Enhanced antitumor effect of binimetinib in combination with capecitabine for biliary tract cancer patients with mutations in the RAS/RAF/MEK/ERK pathway: phase Ib study

Jin Won Kim, Kyung-Hun Lee, Ji-Won Kim, Koung Jin Suh, Ah-Rong Nam, Ju-Hee Bang, Yung-Jue Bang, Do-Youn Oh, Jin Won Kim, Kyung-Hun Lee, Ji-Won Kim, Koung Jin Suh, Ah-Rong Nam, Ju-Hee Bang, Yung-Jue Bang, Do-Youn Oh

Abstract

Background: A phase Ib study of binimetinib and capecitabine for gemcitabine-pretreated biliary tract cancer (BTC) patients was conducted.

Methods: Binimetinib and capecitabine were dosed twice daily on days 1-14, in 3-week cycles. In the dose-escalation (DE) part, three dose levels (DL) were tested (DL1: binimetinib/capecitabine, 15 mg/1000 mg/m2; DL2: 30 mg/1000 mg/m2; DL3: 30 mg/1250 mg/m2).

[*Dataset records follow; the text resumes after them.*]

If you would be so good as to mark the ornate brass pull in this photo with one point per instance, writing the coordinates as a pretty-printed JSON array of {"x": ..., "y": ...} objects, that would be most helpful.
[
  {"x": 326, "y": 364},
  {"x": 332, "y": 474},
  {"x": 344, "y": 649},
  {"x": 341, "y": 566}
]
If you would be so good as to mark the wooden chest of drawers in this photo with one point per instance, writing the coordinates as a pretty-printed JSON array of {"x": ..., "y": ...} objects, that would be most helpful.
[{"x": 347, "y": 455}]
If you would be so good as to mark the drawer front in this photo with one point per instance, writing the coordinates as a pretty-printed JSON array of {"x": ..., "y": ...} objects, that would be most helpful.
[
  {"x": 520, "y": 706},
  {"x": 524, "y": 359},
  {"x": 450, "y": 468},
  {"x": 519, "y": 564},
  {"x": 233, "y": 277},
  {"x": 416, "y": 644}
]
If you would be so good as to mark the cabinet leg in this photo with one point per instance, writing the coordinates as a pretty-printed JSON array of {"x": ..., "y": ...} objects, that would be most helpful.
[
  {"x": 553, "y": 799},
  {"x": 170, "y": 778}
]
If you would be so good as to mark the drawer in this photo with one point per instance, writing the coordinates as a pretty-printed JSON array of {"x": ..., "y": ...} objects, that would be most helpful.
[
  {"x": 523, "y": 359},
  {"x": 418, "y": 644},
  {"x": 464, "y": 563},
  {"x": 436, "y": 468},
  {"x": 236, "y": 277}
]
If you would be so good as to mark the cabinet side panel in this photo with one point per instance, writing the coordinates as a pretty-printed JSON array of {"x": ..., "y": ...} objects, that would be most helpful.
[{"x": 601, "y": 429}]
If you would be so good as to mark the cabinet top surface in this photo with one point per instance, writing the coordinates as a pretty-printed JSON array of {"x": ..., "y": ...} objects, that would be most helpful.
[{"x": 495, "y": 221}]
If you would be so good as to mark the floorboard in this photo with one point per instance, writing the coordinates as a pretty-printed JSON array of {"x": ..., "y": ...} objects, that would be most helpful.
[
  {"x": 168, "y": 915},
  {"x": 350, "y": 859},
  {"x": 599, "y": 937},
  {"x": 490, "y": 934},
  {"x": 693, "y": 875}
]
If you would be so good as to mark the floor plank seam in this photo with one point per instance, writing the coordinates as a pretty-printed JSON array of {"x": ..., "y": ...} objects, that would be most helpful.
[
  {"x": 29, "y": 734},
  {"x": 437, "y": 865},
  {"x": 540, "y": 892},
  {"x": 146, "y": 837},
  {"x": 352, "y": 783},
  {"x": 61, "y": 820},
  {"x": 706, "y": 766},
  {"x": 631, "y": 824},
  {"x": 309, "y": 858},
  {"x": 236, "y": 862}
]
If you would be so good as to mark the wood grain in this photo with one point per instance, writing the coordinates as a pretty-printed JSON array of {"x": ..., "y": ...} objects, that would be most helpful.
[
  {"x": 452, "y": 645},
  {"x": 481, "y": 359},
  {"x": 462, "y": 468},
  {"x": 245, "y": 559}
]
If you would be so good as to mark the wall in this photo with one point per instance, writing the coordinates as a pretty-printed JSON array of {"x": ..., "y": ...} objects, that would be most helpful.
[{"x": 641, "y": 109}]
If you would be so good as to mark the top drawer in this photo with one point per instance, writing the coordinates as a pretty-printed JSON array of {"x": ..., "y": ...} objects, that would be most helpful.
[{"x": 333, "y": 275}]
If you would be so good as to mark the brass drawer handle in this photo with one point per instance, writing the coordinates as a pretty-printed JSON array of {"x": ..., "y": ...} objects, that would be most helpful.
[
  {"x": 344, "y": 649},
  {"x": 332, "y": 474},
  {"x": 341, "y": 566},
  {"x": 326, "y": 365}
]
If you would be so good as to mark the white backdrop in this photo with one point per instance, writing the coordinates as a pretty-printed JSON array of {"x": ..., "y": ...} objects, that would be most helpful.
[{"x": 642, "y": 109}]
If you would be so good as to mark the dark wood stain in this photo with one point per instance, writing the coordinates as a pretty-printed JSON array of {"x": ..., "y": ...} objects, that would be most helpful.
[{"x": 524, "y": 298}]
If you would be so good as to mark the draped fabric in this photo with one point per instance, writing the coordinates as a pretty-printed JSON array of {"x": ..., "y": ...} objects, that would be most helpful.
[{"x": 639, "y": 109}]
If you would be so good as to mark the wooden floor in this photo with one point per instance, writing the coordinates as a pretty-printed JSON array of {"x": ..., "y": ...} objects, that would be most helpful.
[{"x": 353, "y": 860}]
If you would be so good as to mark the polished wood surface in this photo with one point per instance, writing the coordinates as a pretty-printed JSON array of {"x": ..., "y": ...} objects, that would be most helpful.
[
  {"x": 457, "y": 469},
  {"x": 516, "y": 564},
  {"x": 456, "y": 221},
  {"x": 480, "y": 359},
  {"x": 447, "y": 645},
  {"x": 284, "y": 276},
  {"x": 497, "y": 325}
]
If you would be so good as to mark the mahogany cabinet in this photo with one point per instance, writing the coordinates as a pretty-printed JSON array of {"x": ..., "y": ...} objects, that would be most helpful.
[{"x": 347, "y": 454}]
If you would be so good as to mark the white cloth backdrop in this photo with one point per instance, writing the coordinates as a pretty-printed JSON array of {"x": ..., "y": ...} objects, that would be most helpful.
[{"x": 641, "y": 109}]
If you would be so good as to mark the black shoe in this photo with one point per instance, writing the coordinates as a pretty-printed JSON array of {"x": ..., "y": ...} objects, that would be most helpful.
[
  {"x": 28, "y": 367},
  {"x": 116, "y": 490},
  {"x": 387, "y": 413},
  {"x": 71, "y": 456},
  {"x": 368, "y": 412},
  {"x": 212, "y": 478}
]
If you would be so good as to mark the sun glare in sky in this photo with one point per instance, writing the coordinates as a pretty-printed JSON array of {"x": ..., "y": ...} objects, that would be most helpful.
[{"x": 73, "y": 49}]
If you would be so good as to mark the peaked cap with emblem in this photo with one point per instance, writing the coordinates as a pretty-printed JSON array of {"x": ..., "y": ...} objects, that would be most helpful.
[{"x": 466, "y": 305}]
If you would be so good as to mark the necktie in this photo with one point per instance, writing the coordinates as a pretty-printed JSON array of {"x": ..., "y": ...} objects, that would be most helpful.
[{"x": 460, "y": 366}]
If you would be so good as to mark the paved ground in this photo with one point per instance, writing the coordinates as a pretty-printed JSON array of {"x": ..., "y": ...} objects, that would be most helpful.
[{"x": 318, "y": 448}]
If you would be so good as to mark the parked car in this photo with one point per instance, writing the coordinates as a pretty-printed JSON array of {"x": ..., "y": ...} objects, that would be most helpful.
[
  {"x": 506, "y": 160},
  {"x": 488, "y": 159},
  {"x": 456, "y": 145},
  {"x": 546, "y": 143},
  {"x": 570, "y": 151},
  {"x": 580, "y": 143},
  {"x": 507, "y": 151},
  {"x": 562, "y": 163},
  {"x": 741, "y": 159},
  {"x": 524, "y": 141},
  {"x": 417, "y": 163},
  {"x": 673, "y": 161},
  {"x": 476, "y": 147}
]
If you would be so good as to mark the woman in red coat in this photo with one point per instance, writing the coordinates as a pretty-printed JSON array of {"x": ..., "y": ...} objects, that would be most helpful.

Results: In the DE part, nine patients were recruited and no dose-limiting toxicity was noted. Therefore, the recommended phase 2 dose was determined as DL3. In the expansion part, 25 patients were enrolled. In total, 34 patients, 25 (73.5%) and 9 patients (26.5%) were second-line and third-line settings, respectively. The 3-month progression-free survival (PFS) rate was 64.0%, and the median PFS and overall survival (OS) were 4.1 and 7.8 months. The objective response rate and disease control rate were 20.6% and 76.5%. In total, 68.4% of stable diseases were durable (> 12 weeks). Furthermore, patients with RAS/RAF/MEK/ERK pathway mutations (38.5%) showed significantly better tumour response (p = 0.028), PFS (5.4 vs. 3.5 months, p = 0.010) and OS (10.8 vs. 5.9 months, p = 0.160) than wild type. Most of the adverse events were grade 1/2 and manageable.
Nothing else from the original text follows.